I remember feeling SO anxiously excited… words honestly can’t describe it. They performed a ton of tests. I was there for approximately 6-8 hours. The second I got there, they had me in the chair and listened to every word I said. They did a ton of dry eye tests to rule out dry eye and saw I actually had no dry eye patches on my eyes, which ruled out my old, false diagnoses of dry eye disease. They have a special confocal microscope that can actually see your nerves in the back of your eyes. I could tell everyone on their staff knows what pain laser eye surgery is capable of, and they really wanted to help me. After many tests, I was diagnosed with cornea neuralgia… nerve damage of the eye. From my understanding, when the laser enters your eye to correct your vision, it damages the nerves in the process. While healing, your eyes must heal the nerves, but some eyes don’t.
I was then put on doxycycline, nortriptyline, lotemax, and serum tears (eye drops made from my own blood) to help with healing, inflammation, and pain. I was able to see Dr. Hamrah two more times, but once the pandemic hit, myself being a Canadian, I had struggled to get across the border for medical treatment. I am so lucky to have found a pain management team in Canada who really cares about my health and wellness. Before I started seeing my pain specialist here, I felt very lost and alone, since traveling across the border during the global pandemic is not an option for me. The fees to see Dr. Hamrah, plus travel, hotel, quarantine fees in Canada, plus 2 weeks of lost wages is too great of a loss!
Since my first visit, I’ve been put on many medications, and unfortunately, no treatment has been perfect yet. Every medication has its side effects, from extreme gastrointestinal effects to weight gain (25 pounds), but I still truly believe in the future of medicine and I’m excited for what is to come. I know this process has been long and draining, but I keep telling myself it will all be worth it in the end.

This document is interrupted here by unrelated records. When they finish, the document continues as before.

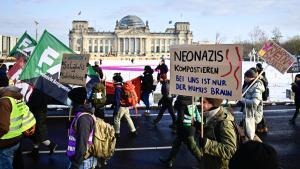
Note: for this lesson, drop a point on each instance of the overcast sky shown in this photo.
(233, 19)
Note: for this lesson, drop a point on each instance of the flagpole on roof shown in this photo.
(36, 27)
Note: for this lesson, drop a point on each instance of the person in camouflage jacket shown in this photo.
(219, 142)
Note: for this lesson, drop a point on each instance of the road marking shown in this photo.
(167, 114)
(117, 149)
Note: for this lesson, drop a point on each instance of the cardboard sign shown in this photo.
(295, 68)
(74, 69)
(213, 71)
(277, 57)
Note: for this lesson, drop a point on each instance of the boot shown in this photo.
(34, 153)
(52, 146)
(167, 162)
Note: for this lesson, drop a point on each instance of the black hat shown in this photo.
(78, 95)
(118, 78)
(259, 66)
(215, 102)
(250, 73)
(253, 154)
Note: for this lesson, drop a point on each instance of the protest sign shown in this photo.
(74, 69)
(206, 70)
(276, 56)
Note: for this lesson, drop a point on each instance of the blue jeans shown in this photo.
(7, 156)
(145, 99)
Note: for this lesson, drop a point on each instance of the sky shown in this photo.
(232, 19)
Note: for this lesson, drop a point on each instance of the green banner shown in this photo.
(24, 46)
(46, 58)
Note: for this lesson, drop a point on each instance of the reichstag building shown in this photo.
(132, 37)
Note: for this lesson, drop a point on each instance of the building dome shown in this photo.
(131, 21)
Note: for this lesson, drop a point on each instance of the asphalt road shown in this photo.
(143, 151)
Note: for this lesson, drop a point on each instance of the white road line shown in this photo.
(117, 149)
(167, 114)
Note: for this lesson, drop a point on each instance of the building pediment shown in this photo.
(132, 31)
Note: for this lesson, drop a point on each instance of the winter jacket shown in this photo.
(221, 142)
(84, 126)
(296, 90)
(5, 111)
(147, 82)
(117, 97)
(253, 102)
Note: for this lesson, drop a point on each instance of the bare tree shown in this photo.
(276, 35)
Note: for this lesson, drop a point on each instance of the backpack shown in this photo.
(104, 140)
(241, 136)
(99, 95)
(128, 94)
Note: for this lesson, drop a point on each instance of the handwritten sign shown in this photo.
(74, 69)
(276, 56)
(206, 70)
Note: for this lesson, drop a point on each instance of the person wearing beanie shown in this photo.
(120, 109)
(296, 90)
(81, 131)
(166, 102)
(262, 126)
(162, 68)
(254, 155)
(37, 104)
(252, 102)
(185, 129)
(147, 87)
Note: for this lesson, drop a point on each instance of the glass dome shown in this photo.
(131, 21)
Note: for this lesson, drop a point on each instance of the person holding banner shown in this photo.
(37, 104)
(185, 130)
(296, 90)
(219, 142)
(252, 102)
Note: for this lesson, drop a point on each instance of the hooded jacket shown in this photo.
(221, 142)
(253, 102)
(6, 108)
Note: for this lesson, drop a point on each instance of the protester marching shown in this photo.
(199, 85)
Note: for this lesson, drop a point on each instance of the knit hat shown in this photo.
(259, 66)
(215, 102)
(78, 95)
(253, 154)
(148, 69)
(163, 76)
(250, 73)
(9, 88)
(117, 78)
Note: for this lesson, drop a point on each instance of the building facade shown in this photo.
(132, 37)
(7, 43)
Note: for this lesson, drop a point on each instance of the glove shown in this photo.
(202, 142)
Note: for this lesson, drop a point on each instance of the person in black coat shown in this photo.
(296, 90)
(37, 104)
(147, 87)
(162, 68)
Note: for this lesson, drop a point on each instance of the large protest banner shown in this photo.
(24, 46)
(206, 70)
(43, 67)
(74, 69)
(276, 56)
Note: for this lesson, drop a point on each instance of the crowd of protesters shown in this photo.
(217, 148)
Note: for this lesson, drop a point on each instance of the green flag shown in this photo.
(43, 67)
(24, 46)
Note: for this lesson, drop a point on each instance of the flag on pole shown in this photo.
(43, 67)
(24, 46)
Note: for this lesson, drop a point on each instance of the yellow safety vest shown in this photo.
(21, 119)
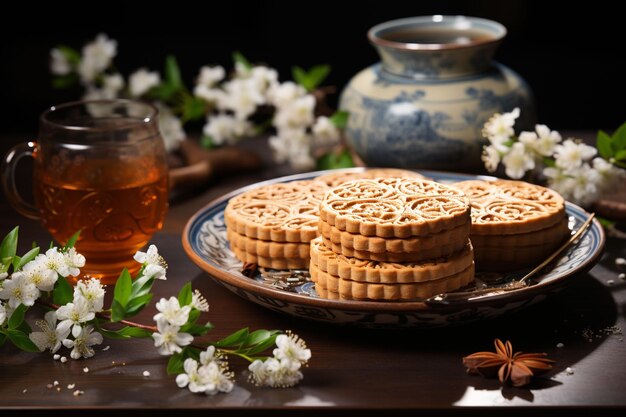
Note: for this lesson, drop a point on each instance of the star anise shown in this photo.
(518, 368)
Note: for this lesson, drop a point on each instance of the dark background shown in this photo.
(573, 56)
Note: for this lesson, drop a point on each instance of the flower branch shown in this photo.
(77, 319)
(246, 102)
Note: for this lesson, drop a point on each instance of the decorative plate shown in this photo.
(291, 292)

I really hope to see Dr. Hamrah soon, as I still struggle with my eyes every day. Performing tasks like typing this article are not easy for me. I must wear blue light glasses, keep up with my pain medications, eye drops, and take many lengthy breaks to get it done. Even everyday pleasures, such as wearing make-up, are very painful for me! (I miss it dearly.)
To you, the reader, thank you for taking the time to read my story. If you’re reading this and in any pain, please know you’re not alone… there is help out there. Your pain and your suffering are valid! I really hope my social media platforms will bring more awareness for all those suffering from these side effects, and I really appreciate these larger platforms reaching out and allowing me to share my story.”